All Headlines 15:46 June 16, 2016

By Woo Jae-yeon

SEOUL, June 16 (Yonhap) -- For late artist Oh Yoon, art wasn't a means to make a living. He once said in private, "Art is a guerrilla act," indicating his belief that art shouldn't belong only to the establishment but play a role in public enlightenment and social change.

Gana Art Gallery in Seoul will present a massive retrospective, from June 24 till Aug. 7, to mark the 30th anniversary of the great artist's death at age 39. Some 250 artworks ranging from oil paintings to woodblock prints and sculptures are on display in the gallery's three exhibition halls.

He painted and sculpted, but he is most well known for his woodblock prints that captured the essence of the everyday lives of people in his time, in an intense, captivating, and compelling way.

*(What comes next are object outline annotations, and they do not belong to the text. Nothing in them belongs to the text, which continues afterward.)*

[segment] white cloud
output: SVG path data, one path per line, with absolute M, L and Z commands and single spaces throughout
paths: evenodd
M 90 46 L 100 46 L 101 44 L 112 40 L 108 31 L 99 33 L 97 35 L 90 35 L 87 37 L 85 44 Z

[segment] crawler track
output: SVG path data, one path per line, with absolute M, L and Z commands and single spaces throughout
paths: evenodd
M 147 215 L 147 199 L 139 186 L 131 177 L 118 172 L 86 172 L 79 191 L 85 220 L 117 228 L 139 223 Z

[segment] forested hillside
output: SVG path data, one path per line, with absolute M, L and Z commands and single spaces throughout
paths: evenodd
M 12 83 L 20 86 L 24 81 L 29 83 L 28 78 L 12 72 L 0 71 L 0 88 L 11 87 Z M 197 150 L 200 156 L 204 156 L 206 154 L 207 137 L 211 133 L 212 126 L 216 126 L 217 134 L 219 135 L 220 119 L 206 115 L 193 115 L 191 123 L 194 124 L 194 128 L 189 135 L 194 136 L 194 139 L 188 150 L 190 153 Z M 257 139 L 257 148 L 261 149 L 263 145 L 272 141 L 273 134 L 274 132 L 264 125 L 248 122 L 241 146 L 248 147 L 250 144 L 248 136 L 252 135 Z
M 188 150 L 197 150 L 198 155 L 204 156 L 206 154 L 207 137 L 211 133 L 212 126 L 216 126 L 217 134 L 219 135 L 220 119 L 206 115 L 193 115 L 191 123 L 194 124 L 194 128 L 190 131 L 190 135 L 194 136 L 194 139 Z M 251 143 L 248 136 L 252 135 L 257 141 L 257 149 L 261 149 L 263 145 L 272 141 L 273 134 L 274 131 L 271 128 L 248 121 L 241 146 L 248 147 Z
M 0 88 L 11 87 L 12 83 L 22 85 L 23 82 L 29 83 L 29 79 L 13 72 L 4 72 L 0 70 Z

For the two decades from the late 60s until he died in 1986, the period when Oh actively produced works of art, Korea was going through a social, political and economic upheaval. While actively participating in the grassroots movement seeking art's role in a society filled with confusion and chaos, he established his own unique art world inspired by the country's traditional dances, tales and shamanic rituals.

At the media preview on Thursday, Yoon Beon-mo, a close friend of the late printmaker, said, "I can't believe it's already been 30 years since he left us.... This exhibit throws the light especially on his woodblock prints where he holds an unchallenged, unsurpassed position."

Recalling his memories about the artist, the professor and art historian said, "For Oh, engraving on a wood plate wasn't considered art or a merchantable good. At that time, the only purpose for it was to use it in the social movement that we were engaged in," he said. He added, "That is why none of his woodblock prints have an edition on them." Indeed, many of his artworks on display didn't have an edition printed on them. Some don't even have a title or a date of creation.

For the retrospective, some of his early drawings are being made public for the first time by his family. Through his dynamic sketches of people and animals in bold lines, one can guess the depth of his art that wanders the line between abstraction and realism.

"His early drawings will give gallerygoers a chance to see where his art came from," Yoon said.